Let’s look at the following code to understand its implementation.

class ValidWordAbbr:
    def __init__(self, dictionary: list[str]):
        # Map: abbreviation -> set of original words that produce this abbreviation
        # Using a set removes duplicates from the input dictionary automatically.
        self.abbr_map = {}

        # Build the abbreviation map from the given dictionary
        for word in dictionary:
            abbr = self._get_abbreviation(word)

            # Initialize the bucket for this abbreviation if it does not exist
            if abbr not in self.abbr_map:
                self.abbr_map[abbr] = set()

            # Record the full word under its abbreviation
            self.abbr_map[abbr].add(word)

    def _get_abbreviation(self, word: str) -> str:
        # Convert a word into its abbreviation:
        # - If length <= 2, abbreviation is the word itself (e.g., "it" -> "it")
        # - Otherwise: first letter + (length - 2) + last letter (e.g., "international" -> "i11l")
        n = len(word)
        if n <= 2:
            return word
        return word[0] + str(n - 2) + word[-1]

    def isUnique(self, word: str) -> bool:
        # Compute the abbreviation for the query word
        abbr = self._get_abbreviation(word)

        # If no dictionary word has this abbreviation, it is unique by definition
        if abbr not in self.abbr_map:
            return True

        # Otherwise, retrieve all dictionary words that share this abbreviation
        words_with_abbr = self.abbr_map[abbr]

        # The abbreviation is unique only if the set contains exactly one word,
        # and that word is the query word itself.
        return len(words_with_abbr) == 1 and word in words_with_abbr
        
# Driver code
def main():
    tests = [
        # 1) Mixed: some abbreviations collide, some do not
        (
            ["alpha", "alps", "angle", "bake", "bike"],
            ["apple", "alps", "ankle", "bile", "bake"],
        ),
        # 2) All collide to the same abbreviation (length 5 -> _3_)
        (
            ["stone", "stare", "score"],
            ["shone", "stare", "spare"],
        )
    ]

    for i, (dictionary, queries) in enumerate(tests, 1):
        obj = ValidWordAbbr(dictionary)
        print(f"{i}. \t Input: \n \t \t Dictionary: {dictionary} \n \t \t Words: {queries}")
        print(f" \n \t  Output:")
        for q in queries:
            print(f"\t \t Is {q!r} unique? {obj.isUnique(q)}")
        print("-" * 75)


if __name__ == "__main__":
    main()

Time complexity

The time complexity of this solution is O(n × m), where n is the number of words in the dictionary and m is the average word length. We process each word once, computing its abbreviation (O(m) for string slicing and concatenation) and adding it to a set (O(1)). Building the hash map takes O(n) insertions overall.

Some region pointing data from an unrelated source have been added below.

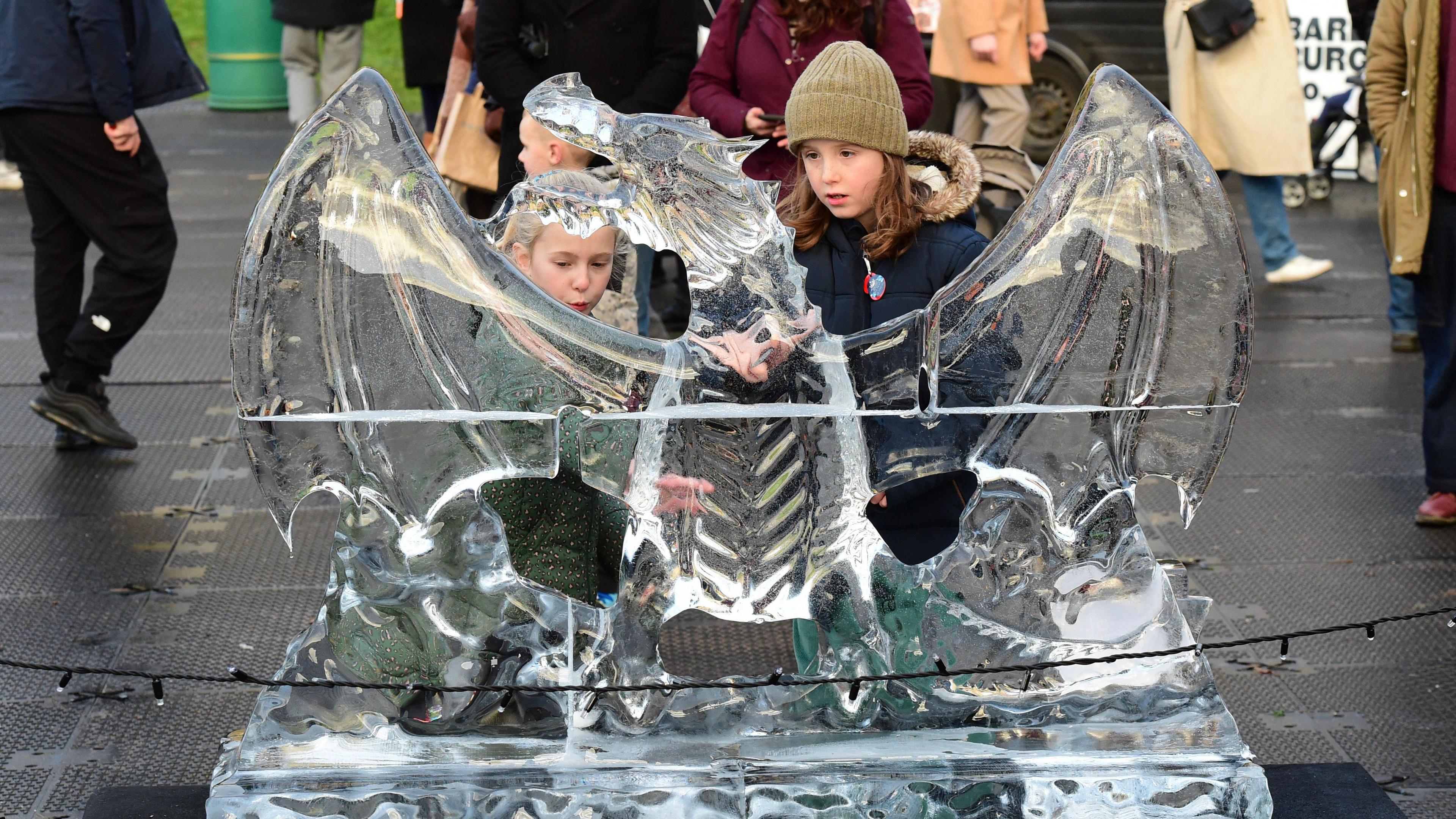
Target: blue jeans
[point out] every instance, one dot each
(1403, 302)
(1436, 321)
(1265, 197)
(646, 258)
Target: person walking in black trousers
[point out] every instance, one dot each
(72, 76)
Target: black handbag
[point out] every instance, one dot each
(1219, 22)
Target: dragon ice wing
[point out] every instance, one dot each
(1103, 337)
(364, 295)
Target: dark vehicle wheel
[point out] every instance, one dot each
(1295, 193)
(1053, 91)
(1321, 184)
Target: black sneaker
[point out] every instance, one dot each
(82, 413)
(67, 441)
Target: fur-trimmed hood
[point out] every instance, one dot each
(950, 168)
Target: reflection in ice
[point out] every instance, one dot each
(388, 355)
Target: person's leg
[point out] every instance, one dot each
(300, 66)
(1007, 116)
(60, 253)
(1436, 322)
(1265, 197)
(969, 116)
(60, 270)
(343, 53)
(121, 204)
(644, 288)
(1401, 313)
(137, 242)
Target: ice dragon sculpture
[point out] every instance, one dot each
(1101, 339)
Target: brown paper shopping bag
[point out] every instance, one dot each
(466, 152)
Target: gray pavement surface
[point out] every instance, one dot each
(1308, 524)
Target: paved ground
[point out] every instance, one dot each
(1308, 524)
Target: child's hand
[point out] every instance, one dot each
(755, 124)
(1037, 46)
(681, 495)
(985, 49)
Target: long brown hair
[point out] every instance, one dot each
(896, 208)
(809, 18)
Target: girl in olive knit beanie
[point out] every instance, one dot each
(883, 222)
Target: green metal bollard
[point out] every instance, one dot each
(242, 50)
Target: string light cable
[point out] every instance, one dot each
(777, 678)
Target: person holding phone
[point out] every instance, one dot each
(756, 52)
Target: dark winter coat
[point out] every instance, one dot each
(427, 31)
(924, 515)
(761, 71)
(89, 57)
(634, 55)
(322, 14)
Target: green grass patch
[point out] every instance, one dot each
(382, 47)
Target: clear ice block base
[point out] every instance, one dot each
(970, 774)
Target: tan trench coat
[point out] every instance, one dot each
(1011, 21)
(1243, 104)
(1403, 81)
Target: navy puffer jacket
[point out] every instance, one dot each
(924, 515)
(107, 57)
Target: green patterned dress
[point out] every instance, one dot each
(561, 533)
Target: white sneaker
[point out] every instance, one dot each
(1298, 269)
(9, 177)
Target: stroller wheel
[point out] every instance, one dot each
(1295, 194)
(1320, 185)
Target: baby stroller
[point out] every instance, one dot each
(1340, 124)
(1007, 177)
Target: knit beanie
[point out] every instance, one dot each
(848, 94)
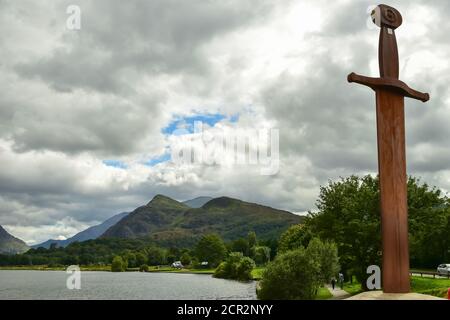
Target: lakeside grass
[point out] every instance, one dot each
(256, 272)
(323, 294)
(425, 285)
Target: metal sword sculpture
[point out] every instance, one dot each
(390, 94)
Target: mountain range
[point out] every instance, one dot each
(88, 234)
(10, 244)
(197, 202)
(168, 221)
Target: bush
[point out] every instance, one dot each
(118, 264)
(325, 253)
(156, 256)
(185, 259)
(212, 249)
(236, 267)
(291, 276)
(143, 268)
(261, 255)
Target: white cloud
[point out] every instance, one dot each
(71, 100)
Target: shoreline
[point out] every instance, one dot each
(256, 272)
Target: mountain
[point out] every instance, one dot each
(10, 244)
(168, 221)
(197, 202)
(88, 234)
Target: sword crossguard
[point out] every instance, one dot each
(389, 84)
(388, 19)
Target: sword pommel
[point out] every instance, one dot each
(386, 16)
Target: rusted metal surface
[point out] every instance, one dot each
(390, 93)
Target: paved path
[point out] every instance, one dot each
(338, 293)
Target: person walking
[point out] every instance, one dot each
(341, 280)
(333, 283)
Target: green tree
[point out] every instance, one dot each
(156, 256)
(211, 248)
(236, 267)
(293, 275)
(293, 238)
(326, 254)
(141, 258)
(241, 245)
(185, 259)
(251, 239)
(349, 215)
(261, 254)
(118, 264)
(143, 268)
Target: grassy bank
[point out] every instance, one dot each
(256, 273)
(430, 286)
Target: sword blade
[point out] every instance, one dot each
(393, 191)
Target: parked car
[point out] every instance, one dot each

isUnique method: O(m) where m is the length of the query word. Computing the abbreviation takes O(m) time, and hash map lookup and set membership check both take O(1). The length check on the set is O(1) as well.

Space complexity

The space complexity of this solution is O(n × m), where n is the number of unique words in the dictionary and m is the average word length. In the worst case, every dictionary word has a unique abbreviation, so we store all words in sets across the hash map. Each word is stored once, and each abbreviation key requires O(1) space since abbreviations are bounded by the maximum word length.

Common pitfalls and interview tips

1. Forgetting to handle duplicates in the dictionary: If the same word appears multiple times, a list-based approach may incorrectly treat it as “multiple different words.” Using a set prevents false negatives.
2. Incorrect abbreviation for short words: Length 1–2 words abbreviate to themselves, not to something like a0b.
3. Misreading “unique”: A word can be considered unique even if its abbreviation exists, as long as the only dictionary word with that abbreviation is the same word.